The Internet of Things is creating a 3-D map of your workplace, and it knows you have been taking too many coffee breaks. Every 15 minutes? Seriously, stop. In this connected map, devices, machines and business processes are linked.

The potential of sensors embedded in new and legacy production equipment to deliver actionable indicators to decision-makers is at the heart of the fourth industrial revolution. Engineers and designers today are now challenged with a new task: how to perceive value and communicate the benefits of tech adoption for consumers and companies alike.

From legacy equipment to end users easily navigating seas of fluctuating data, we want them to be able to steer the ship just as you are excited about the potential energy gained by implementation. Leading the way to more and better efficiencies for a sustainable planet is the goal, and your ideas are the cherries on top.

Decentralized Management

The old systems of service delivery and creation are slowly being phased out, and a major disruption felt with this wave of the Industrial Internet of Things (IIoT) is in the way, managing production, fulfillment, and maintenance are transitioning to becoming background tasks of the machines themselves. Tasks that managers used to spend time calculating, analyzing and inspecting can now be integrated to make free time available for other tasks.

Industry 4.0 is installing a new paradigm; one in which "process2device" is an ethos applied to people to shift the workload to the devices themselves — with sensors, actuators, and tools like apps available to auto-supervise internal plus external processes ultimately delivering data in useful formats to read. Helping the machines do the work steers the industry towards mutual success scenarios.

Coders write scripts to trigger corrective actions, so that machines avoid damages, replenish their parts, and someday even design their own content upgrades. Each piece is important, and performs best in optimal conditions.

For now, don’t worry, you still have a role in this wave, and there is a long way to go before Skynet arrives…we’ll be back.

For the forward-thinking designer, manager or engineer, the question is: how to create architectures and interfaces that are stable enough and user-friendly to keep everything moving towards a healthy transition?

Heightened Visibility

When algorithms run the majority of background work processes, time becomes available to focus on actionable steps and big picture brainstorming. Focus on relationships, new ideas, and having fun while participating in the health of your local ecosystem; your work group, your family, neighborhood, friends, animals… everybody. You can sell the benefits of that "found time" to instead build better networks and improve operating costs with eco-advantages.

Yet, let’s first rewind: speaking from the present, how can we get there?

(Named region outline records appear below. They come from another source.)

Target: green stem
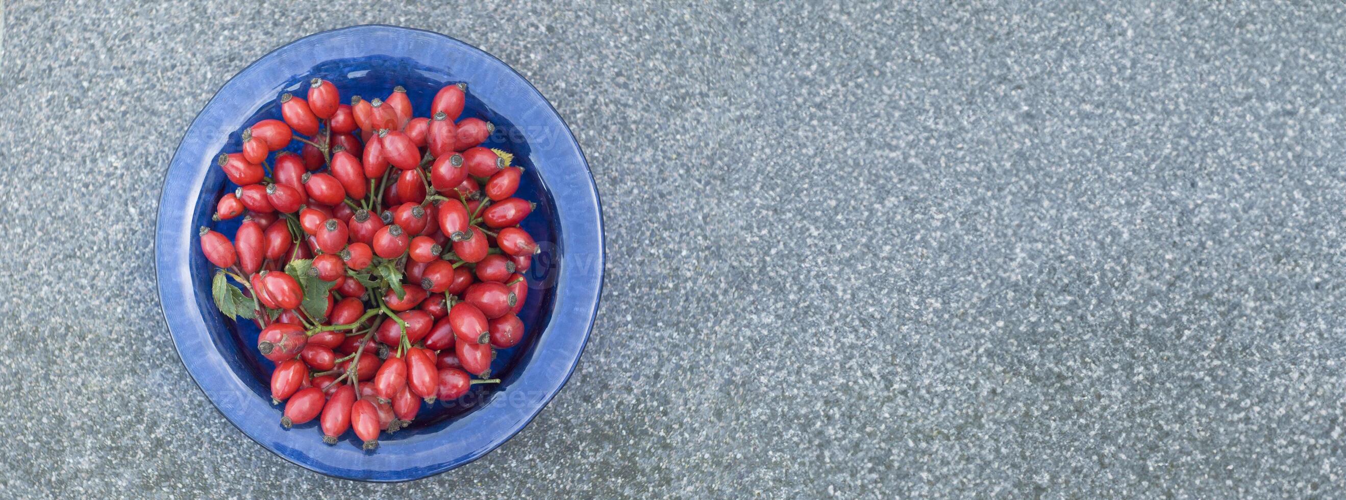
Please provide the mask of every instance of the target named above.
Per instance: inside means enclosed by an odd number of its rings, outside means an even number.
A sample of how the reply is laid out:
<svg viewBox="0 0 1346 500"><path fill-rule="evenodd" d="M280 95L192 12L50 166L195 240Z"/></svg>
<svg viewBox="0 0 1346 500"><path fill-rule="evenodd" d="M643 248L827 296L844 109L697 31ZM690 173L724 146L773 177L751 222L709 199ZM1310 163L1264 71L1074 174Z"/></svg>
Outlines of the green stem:
<svg viewBox="0 0 1346 500"><path fill-rule="evenodd" d="M332 162L332 127L331 123L323 120L323 158L327 163Z"/></svg>
<svg viewBox="0 0 1346 500"><path fill-rule="evenodd" d="M323 392L326 394L328 388L331 388L332 385L339 384L342 380L346 380L346 377L349 377L349 376L350 376L350 372L342 373L339 377L336 377L336 380L332 380L327 385L323 385ZM471 385L471 384L468 384L468 385Z"/></svg>
<svg viewBox="0 0 1346 500"><path fill-rule="evenodd" d="M384 170L384 178L378 181L378 197L374 198L374 208L376 209L380 208L380 206L384 206L384 185L388 183L388 173L389 171L392 171L392 168Z"/></svg>
<svg viewBox="0 0 1346 500"><path fill-rule="evenodd" d="M252 288L252 283L244 279L244 276L241 276L242 270L238 268L238 265L234 265L234 271L238 271L238 274L233 274L225 270L219 271L232 276L236 282L241 283L244 287L248 288L249 295L253 296L253 314L257 315L257 318L261 318L262 327L271 326L271 318L267 317L267 309L262 307L261 301L257 299L257 291Z"/></svg>
<svg viewBox="0 0 1346 500"><path fill-rule="evenodd" d="M365 322L365 319L369 319L374 314L378 314L378 310L377 309L370 309L370 310L365 311L365 315L359 317L359 319L355 319L354 323L316 326L316 327L308 330L308 336L312 337L315 333L319 333L319 332L350 330L350 329L358 327L359 323Z"/></svg>

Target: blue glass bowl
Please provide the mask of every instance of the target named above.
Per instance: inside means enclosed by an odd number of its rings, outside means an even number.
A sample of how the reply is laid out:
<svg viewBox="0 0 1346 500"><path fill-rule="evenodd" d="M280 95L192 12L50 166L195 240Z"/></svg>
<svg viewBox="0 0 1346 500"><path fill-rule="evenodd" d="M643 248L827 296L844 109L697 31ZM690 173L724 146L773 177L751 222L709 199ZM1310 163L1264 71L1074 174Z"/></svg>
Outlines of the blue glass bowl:
<svg viewBox="0 0 1346 500"><path fill-rule="evenodd" d="M416 116L427 116L441 86L467 84L463 117L495 124L489 147L514 152L525 168L518 197L537 202L522 222L542 248L528 272L520 317L524 342L491 365L502 383L478 384L454 400L423 406L409 429L384 434L376 450L346 433L322 442L318 419L280 426L269 400L271 361L256 349L257 327L234 323L210 296L213 267L201 253L198 228L227 236L238 218L213 222L214 205L232 185L214 159L240 151L240 132L279 119L277 97L303 96L315 75L353 94L385 97L406 88ZM297 142L296 142L297 143ZM293 151L297 151L295 148ZM522 75L476 47L440 34L392 26L357 26L306 36L267 54L215 93L174 154L159 202L155 267L159 299L183 364L211 403L249 438L304 468L362 481L408 481L467 464L524 429L561 389L579 363L603 284L603 220L598 190L575 136Z"/></svg>

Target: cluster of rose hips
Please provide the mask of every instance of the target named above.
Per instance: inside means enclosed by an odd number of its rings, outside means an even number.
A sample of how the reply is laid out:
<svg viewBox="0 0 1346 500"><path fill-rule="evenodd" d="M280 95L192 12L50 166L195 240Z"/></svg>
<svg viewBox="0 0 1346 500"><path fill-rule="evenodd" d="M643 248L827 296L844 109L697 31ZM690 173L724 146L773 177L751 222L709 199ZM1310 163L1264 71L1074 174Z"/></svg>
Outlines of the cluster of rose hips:
<svg viewBox="0 0 1346 500"><path fill-rule="evenodd" d="M201 228L201 248L219 267L219 310L262 329L283 426L320 416L328 445L353 429L377 447L423 400L498 383L486 380L494 349L524 337L537 244L518 224L534 204L514 197L513 156L481 146L494 127L458 120L464 92L448 85L431 117L413 117L401 86L347 105L314 78L307 100L280 96L284 120L253 124L241 152L219 155L241 187L215 220L244 220L233 241ZM285 151L292 140L300 154Z"/></svg>

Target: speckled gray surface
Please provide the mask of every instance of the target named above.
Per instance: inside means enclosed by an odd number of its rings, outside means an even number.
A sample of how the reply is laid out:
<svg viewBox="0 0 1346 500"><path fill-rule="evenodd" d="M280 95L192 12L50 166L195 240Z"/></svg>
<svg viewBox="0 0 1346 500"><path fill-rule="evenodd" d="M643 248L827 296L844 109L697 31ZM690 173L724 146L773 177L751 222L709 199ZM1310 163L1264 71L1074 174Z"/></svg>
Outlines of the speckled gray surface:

The promises of AI are on the horizon, and apart from mere upgrades, there exists a need for engineers and designers to deliver dashboard information for company "drivers" and to make it sexy enough to really use it. You are the chauffeur contemplating the algorithms and applications to link millions of data points into chewable information that you can eat with a spoon, ensuring that everything is synchronized and performs stably across the whole value chain.

Can you do it? Of course you can. If not you, then who else will?

Greater Efficiencies

With higher degrees of automation, data is being leveraged across the board to improve efficiencies for things like renting a car to making warehouse-sized machines easier to maintain for everybody.

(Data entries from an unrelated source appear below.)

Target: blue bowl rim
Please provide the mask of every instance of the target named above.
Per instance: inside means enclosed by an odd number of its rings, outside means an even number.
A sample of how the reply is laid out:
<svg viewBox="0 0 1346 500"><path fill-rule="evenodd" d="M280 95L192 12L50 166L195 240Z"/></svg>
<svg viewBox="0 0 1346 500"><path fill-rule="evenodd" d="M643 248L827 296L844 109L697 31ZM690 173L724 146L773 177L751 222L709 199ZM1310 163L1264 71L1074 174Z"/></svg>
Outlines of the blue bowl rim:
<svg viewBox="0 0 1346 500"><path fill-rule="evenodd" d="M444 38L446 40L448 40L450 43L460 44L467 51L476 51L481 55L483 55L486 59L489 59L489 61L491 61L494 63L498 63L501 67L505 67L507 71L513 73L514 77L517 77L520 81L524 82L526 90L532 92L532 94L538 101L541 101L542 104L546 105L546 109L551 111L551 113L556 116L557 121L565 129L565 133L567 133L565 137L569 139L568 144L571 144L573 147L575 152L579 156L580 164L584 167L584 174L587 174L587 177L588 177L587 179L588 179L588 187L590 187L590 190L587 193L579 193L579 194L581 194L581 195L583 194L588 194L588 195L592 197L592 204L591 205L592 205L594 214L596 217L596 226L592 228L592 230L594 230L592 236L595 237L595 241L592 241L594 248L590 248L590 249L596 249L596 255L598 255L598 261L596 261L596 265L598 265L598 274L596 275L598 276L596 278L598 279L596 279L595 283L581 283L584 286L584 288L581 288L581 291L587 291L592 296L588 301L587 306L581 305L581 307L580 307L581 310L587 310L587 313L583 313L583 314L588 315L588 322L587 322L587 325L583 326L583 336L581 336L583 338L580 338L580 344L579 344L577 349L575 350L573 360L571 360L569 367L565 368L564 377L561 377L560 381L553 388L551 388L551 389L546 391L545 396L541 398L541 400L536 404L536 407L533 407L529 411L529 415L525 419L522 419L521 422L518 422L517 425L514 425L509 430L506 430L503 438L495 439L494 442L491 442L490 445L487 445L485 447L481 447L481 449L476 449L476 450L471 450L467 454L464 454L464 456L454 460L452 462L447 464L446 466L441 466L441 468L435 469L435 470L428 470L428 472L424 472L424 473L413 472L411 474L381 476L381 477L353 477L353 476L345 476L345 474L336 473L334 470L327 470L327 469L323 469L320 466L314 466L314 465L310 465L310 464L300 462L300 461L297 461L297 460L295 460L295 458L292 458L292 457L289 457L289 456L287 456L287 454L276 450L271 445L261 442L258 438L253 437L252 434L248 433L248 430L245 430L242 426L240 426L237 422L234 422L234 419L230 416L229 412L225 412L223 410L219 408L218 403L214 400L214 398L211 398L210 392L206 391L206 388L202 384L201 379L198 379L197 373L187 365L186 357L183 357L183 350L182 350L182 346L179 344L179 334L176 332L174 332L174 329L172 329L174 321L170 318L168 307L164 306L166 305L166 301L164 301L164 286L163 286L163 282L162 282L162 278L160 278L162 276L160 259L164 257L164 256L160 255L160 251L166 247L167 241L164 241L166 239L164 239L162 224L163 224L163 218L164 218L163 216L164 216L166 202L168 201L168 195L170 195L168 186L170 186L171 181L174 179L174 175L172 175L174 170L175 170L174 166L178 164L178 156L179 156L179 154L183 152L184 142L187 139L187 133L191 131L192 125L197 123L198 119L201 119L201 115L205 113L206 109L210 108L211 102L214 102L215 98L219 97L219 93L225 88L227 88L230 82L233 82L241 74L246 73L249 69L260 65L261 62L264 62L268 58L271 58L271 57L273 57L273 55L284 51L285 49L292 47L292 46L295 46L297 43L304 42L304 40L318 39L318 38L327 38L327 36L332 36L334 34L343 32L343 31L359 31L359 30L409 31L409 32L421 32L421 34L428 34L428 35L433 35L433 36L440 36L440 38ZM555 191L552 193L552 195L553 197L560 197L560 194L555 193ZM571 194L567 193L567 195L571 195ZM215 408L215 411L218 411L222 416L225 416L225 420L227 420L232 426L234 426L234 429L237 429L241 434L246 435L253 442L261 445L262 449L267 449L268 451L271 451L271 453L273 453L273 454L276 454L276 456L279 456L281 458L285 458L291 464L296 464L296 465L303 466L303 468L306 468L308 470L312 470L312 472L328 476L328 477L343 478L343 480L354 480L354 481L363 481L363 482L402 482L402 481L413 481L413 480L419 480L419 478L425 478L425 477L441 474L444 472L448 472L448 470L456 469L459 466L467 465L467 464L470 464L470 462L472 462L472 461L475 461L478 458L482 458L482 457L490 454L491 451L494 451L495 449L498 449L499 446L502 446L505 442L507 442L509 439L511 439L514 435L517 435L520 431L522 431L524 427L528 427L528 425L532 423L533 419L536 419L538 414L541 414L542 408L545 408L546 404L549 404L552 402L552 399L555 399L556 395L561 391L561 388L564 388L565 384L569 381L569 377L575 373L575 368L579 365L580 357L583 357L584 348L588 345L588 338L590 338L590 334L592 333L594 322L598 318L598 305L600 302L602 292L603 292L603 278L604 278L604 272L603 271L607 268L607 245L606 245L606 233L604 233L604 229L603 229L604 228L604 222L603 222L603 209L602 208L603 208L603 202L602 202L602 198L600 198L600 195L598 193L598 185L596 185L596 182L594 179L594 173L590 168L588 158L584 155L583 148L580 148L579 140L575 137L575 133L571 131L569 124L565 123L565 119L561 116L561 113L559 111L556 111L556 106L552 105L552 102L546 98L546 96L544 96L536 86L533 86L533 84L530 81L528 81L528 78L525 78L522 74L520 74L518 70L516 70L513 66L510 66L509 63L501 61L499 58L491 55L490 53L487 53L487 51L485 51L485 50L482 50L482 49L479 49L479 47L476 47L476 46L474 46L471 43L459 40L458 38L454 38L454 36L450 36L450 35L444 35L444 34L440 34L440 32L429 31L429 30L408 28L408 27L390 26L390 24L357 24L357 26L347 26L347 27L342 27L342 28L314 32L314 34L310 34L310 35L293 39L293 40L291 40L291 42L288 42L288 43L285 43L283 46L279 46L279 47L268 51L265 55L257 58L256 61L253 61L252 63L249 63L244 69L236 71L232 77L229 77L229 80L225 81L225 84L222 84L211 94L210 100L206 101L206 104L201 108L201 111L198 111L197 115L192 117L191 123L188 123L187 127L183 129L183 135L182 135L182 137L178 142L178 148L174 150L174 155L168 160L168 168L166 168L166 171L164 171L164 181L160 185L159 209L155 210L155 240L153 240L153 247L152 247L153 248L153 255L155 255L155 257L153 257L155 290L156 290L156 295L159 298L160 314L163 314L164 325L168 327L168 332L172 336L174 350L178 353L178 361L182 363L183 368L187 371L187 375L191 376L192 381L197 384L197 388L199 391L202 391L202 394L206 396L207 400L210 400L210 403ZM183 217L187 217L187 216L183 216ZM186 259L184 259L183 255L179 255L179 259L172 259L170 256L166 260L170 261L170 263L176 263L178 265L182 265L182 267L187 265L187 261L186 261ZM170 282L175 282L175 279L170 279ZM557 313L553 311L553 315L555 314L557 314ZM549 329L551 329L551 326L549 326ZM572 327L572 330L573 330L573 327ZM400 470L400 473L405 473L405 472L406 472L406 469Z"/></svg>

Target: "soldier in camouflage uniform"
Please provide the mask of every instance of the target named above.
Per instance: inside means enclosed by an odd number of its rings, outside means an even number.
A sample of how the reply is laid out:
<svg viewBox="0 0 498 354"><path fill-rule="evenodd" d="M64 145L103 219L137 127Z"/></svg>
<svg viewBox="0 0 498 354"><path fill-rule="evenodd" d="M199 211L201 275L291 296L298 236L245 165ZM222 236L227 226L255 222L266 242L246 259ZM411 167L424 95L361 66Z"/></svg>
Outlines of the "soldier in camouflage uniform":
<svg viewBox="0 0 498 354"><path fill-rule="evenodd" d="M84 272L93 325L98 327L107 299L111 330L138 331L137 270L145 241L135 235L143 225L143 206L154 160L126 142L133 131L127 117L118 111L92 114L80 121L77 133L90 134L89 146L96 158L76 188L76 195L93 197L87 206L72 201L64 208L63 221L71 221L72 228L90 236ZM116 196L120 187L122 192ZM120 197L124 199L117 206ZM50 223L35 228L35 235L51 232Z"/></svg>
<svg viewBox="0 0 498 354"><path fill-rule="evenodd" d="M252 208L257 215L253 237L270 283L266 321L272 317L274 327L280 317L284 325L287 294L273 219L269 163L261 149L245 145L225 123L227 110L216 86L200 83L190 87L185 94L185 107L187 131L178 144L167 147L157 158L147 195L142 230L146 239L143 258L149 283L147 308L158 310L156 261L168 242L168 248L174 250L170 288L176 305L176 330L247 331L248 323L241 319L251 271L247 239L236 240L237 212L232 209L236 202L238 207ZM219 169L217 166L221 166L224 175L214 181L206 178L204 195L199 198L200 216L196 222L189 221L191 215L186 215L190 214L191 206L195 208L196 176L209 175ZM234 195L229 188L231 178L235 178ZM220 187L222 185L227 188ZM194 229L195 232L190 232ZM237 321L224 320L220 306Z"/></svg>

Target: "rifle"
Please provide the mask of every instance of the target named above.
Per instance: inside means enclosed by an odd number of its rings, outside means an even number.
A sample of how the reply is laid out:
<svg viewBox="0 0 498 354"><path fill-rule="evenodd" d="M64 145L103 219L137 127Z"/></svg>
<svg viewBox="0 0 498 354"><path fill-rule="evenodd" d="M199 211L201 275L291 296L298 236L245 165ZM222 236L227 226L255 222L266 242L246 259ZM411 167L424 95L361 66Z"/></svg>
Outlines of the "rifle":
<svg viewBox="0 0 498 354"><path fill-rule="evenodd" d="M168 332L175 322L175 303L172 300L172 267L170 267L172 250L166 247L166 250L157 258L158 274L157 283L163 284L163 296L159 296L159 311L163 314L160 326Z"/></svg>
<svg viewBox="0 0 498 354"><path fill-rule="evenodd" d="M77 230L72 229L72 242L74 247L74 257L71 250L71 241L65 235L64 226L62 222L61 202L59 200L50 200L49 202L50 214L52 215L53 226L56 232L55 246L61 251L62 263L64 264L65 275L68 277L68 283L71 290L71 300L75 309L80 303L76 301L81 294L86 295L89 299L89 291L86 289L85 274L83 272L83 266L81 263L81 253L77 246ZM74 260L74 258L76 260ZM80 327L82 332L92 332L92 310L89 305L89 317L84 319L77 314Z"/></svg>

Companies today are able to heighten the visibility of components and processes thanks to tools that help boost quality and optimize time for making the best decisions effectively, and instantly. On the other side of design, the greatest challenge today is helping people see the potential for IoT and value creation in the old ways of doing things.

When we apply what's actually "new" about new technologies, value creation (cost reduction) can be achieved in a way which can be understood to be beneficial.

Strategically, sometimes this means installing a few sensors as a test demonstration of monetary worth. Don’t just tell me about the benefits, show me them!

Take a month-long trial run and show me the savings. Put the instruments in my hands and empower me with knowledge. Help me see the goodness, and make implementation turnkey and easy enough so people can interact with data in fluid ways; adjusting to conditions, responding to problems, and letting out the sails of the machines to help make strategic decisions in direct, intuitive style.

When the winds shift, how soon will you be ready to respond? More importantly, how will you help your customers and make their lives easier?

The future of IoT is now in your hands. How will you design the innovations to transform the world around you?